I smiled to myself at her feeling the need to have Gio there, as if I was going to freak out on her. I've been nothing but relaxed and civil with Karen from day one, but I guess she didn't want to take any chances.

I left in silence. No goodbyes, except a quick one to Gio, who has seen so many people get fired there that he acted nonplussed. As I walked out the door, I heard Karen utter a soft "take care, Kevin". I didn't bother replying.

When I got in my car, I looked in the envelope she gave me and inside was a week's amount of pay. She had advanced me some money way back, so I didn't get my full two weeks worth. Fucking great.

Yes, I am screwed financially. Paying over four hundred dollars for car related bullshit this past week doesn't help my situation. And neither does the small paycheck. Still, though, at least I've got the tax gift from Uncle Sam coming in the mail. That should help.

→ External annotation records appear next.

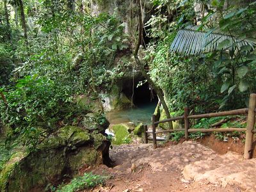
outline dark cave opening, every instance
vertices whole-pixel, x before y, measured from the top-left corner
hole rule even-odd
[[[136,79],[134,81],[132,79],[125,81],[123,83],[122,92],[128,99],[132,99],[133,104],[138,108],[152,104],[156,106],[158,102],[156,92],[152,90],[148,83],[145,82],[142,78]]]

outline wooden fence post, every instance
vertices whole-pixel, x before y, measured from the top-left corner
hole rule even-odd
[[[156,125],[154,124],[156,122],[156,115],[152,115],[152,134],[153,134],[153,148],[157,148],[156,145]]]
[[[184,108],[184,124],[185,124],[185,140],[188,140],[188,129],[189,129],[189,121],[188,118],[189,115],[188,108]]]
[[[148,143],[148,133],[147,132],[148,131],[148,126],[147,125],[144,125],[144,140],[145,140],[145,143]]]
[[[247,117],[246,135],[244,143],[244,159],[245,159],[251,158],[253,136],[252,131],[253,131],[254,124],[255,123],[255,107],[256,94],[252,93],[250,95],[248,114]]]

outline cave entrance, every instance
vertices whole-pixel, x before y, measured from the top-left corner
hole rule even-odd
[[[148,105],[156,106],[158,98],[156,92],[150,87],[144,79],[138,79],[123,83],[122,92],[132,100],[135,107],[144,108]]]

Yes, it's funny how things happen in life. I just secured a date with Mara for tomorrow night and now I'm jobless. I can't tell if I'm on the cusp of some good changes in my life---different, better job/possible girlfriend--- or if this is the universe fucking with me. I'm inclined to think it's not, because if it is, well, hell, I might as well just stop living, because who wants to live in a world like that?

Without doubt, I needed to leave this job. The fact that I got fired will not look good on my resume , but I'm pretty sure I'll find a better job than this one regardless. In the end, I'm happy to see the back of that place. I won't be part of the insanity of the summer--I'll leave that to Kim, who is probably excited at my departure, and the rest of the fools---and that is a great relief.

I put in a lot of hard work there. I stayed late many times, despite Karen's judgment that I wouldn't go the extra mile, and I tried to do my best. No one will convince me otherwise. My send off was insulting, but I wasn't offended. I didn't leave in disgrace; I left victorious and relieved. I am better than that place. Yes, I am.

I don't expect the coming days to be easy, but at least I'm out of that den of vipers. I will look hard for a job and I will find one. I will remain positive and proactive. And I will, at least for a day or two, not fret about my sudden hardship.

I'm still absorbing the blow of being fired, but it's a nice day and a run should help my outlook. It's a little scary, my situation, but I believe I'll be the better for it. I sure hope so.